Although different cell types, such as neutrophils (38), macrophages, and endothelial cells (39), are known specifically to incorporate 15(S)-HETE into the PI pool of cellular phospholipids, this is the first report of the modulation by IL-4 of the incorporation of 15(S)-HETE. RP-HPLC analysis of radioactivity obtained upon basic hydrolysis of cellular lipid after incorporation of [³H]15(S)-HETE confirmed the incorporation of intact 15(S)-HETE. Furthermore, analysis of radioactivity remaining in the supernatant upon exposure to [³H]15(S)-HETE showed that the radioactivity corresponded exclusively to intact 15(S)- HETE, ruling out significant catabolism of 15(S)-HETE by WI-26 cells.

The ability of IL-4 to increase 15-LO activity in pulmonary epithelial cells has several potential implications in the pathophysiology of airway inflammation. The increased potential for production of 15(S)-HETE by IL-4-treated cells may play an important role in development of the inflammatory process in the airways. 15(S)-HETE is indeed a potent mucosecretagogue in human airways (40), possesses chemotactic activity for neutrophils (41), and prolongs the duration of airway obstruction during the early response (42).

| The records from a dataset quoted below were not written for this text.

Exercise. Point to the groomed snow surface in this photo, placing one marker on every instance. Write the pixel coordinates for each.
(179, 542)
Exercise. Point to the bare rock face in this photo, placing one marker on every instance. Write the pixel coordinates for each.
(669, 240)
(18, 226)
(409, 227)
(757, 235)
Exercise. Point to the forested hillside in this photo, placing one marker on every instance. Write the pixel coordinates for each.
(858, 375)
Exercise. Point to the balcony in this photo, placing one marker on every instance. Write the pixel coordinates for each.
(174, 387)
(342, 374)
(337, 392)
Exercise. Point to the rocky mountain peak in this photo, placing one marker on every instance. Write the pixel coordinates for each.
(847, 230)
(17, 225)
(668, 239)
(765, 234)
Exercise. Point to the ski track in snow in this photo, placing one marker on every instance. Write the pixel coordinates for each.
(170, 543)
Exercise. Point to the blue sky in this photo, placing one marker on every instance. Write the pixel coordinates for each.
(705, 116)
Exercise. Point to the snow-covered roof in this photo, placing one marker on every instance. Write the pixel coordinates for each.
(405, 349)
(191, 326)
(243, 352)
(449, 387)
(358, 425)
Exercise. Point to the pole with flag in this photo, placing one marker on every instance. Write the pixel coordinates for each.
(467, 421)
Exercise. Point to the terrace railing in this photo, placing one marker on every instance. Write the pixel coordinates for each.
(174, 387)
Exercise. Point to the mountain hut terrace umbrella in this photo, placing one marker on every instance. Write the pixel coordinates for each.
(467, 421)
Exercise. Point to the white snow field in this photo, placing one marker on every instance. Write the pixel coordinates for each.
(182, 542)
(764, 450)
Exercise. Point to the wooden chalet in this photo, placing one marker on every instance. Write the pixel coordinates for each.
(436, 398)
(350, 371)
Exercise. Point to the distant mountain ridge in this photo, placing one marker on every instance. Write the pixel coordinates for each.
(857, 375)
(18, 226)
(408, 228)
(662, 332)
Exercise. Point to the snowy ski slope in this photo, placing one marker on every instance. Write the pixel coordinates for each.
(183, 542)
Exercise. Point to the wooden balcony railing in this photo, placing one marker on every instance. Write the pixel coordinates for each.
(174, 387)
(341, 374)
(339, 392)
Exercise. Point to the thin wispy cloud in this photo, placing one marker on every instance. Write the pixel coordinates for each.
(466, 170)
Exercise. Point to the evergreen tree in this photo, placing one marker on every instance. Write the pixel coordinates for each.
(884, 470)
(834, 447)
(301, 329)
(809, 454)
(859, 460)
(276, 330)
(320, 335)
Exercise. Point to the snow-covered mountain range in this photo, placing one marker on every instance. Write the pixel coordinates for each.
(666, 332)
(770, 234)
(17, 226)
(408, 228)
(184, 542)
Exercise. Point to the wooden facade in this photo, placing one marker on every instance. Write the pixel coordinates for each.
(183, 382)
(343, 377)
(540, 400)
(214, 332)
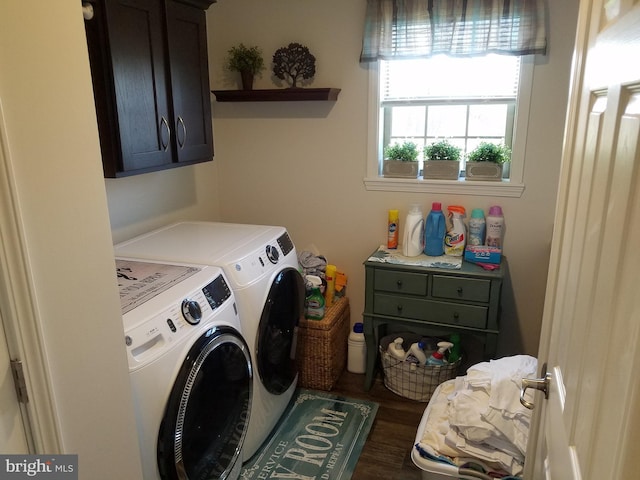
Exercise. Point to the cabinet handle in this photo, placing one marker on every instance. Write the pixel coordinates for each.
(165, 124)
(180, 122)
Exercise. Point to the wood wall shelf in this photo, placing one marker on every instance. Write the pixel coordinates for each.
(277, 95)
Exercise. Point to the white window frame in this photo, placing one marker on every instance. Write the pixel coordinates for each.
(513, 187)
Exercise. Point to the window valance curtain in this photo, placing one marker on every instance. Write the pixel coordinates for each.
(396, 29)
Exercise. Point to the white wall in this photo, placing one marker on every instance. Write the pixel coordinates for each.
(45, 88)
(302, 164)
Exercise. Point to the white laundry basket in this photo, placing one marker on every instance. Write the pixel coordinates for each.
(432, 469)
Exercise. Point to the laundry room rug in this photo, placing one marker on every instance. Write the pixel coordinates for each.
(319, 436)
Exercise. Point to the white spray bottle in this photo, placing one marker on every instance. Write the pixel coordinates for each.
(395, 349)
(416, 353)
(437, 358)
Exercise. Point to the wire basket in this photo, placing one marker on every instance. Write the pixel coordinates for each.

Several studies have shown increased production of 15(S)-HETE in chronic inflammatory diseases of the airways, such as asthma (7, 43), and recently, ozone-treated airway epithelial cells showed increased intracellular levels of 15(S)-HETE with reduced synthesis of PGE₂, a cyclooxygenase metabolite of AA having several antiinflammatory activities in the airways (20).

On the other hand, the ability of IL-4 to increase 15(S)- HETE incorporation into PI by pulmonary epithelial cells may represent a mechanism regulating or altering intracellular signal transduction (19). The incorporation of 15(S)- HETE into PI causes reduction of its subsequent phosphorylation to PI phosphate (PIP) and diphosphate (PIP₂), altering the amount and/or production of second messengers such as diacylglycerol (DAG) and inositol trisphosphate (IP₃) (46). 15(S)-HETE esterified into cellular phospholipids has been shown to modulate the receptor-mediated activation of human neutrophils (47), to decrease the ability to generate leukotriene B₄, and to cause a marked reduction in agonist-induced cell aggregation (38).

The uptake and incorporation of 15(S)-HETE by epithelial cells may also contribute to decreasing the pericellular concentration of this proinflammatory mediator, promoting resolution of the inflammatory process. This hypothesis is supported by the finding that at sites of airway mucosal injury, airway epithelial cells can also incorporate 5-, 12-, or 15(S)-HETE released by inflammatory cells, such as macrophages, neutrophils, and eosinophils, potentially decreasing the extracellular concentrations of these proinflammatory mediators (19). Taken together, this evidence strongly suggests that autocrine or paracrine incorporation of 15(S)-HETE by pulmonary epithelial cells represents an important antiinflammatory mechanism.

Given the potential antiinflammatory activities of IL-4, it can be hypothesized that the IL-4-dependent increases in both 15-LO activity and the enzymatic activity(ies) resulting in 15(S)-HETE esterification into cellular phospholipids in pulmonary epithelial cells are important in downregulation of the proinflammatory process in the airways. However, further studies are necessary to test this hypothesis.

In conclusion, the results of this study support the concept that IL-4 is a specific and potent modulator of 15-LO activity, as well as of the uptake and incorporation of 15(S)-HETE into phospholipids. The selective incorporation of 15(S)-HETE into the PI pool of cellular phospholipid and its regulation by IL-4 suggest that this AA-metabolite may exert an autocrine function, possibly through the modification of intracellular signal-transduction pathways.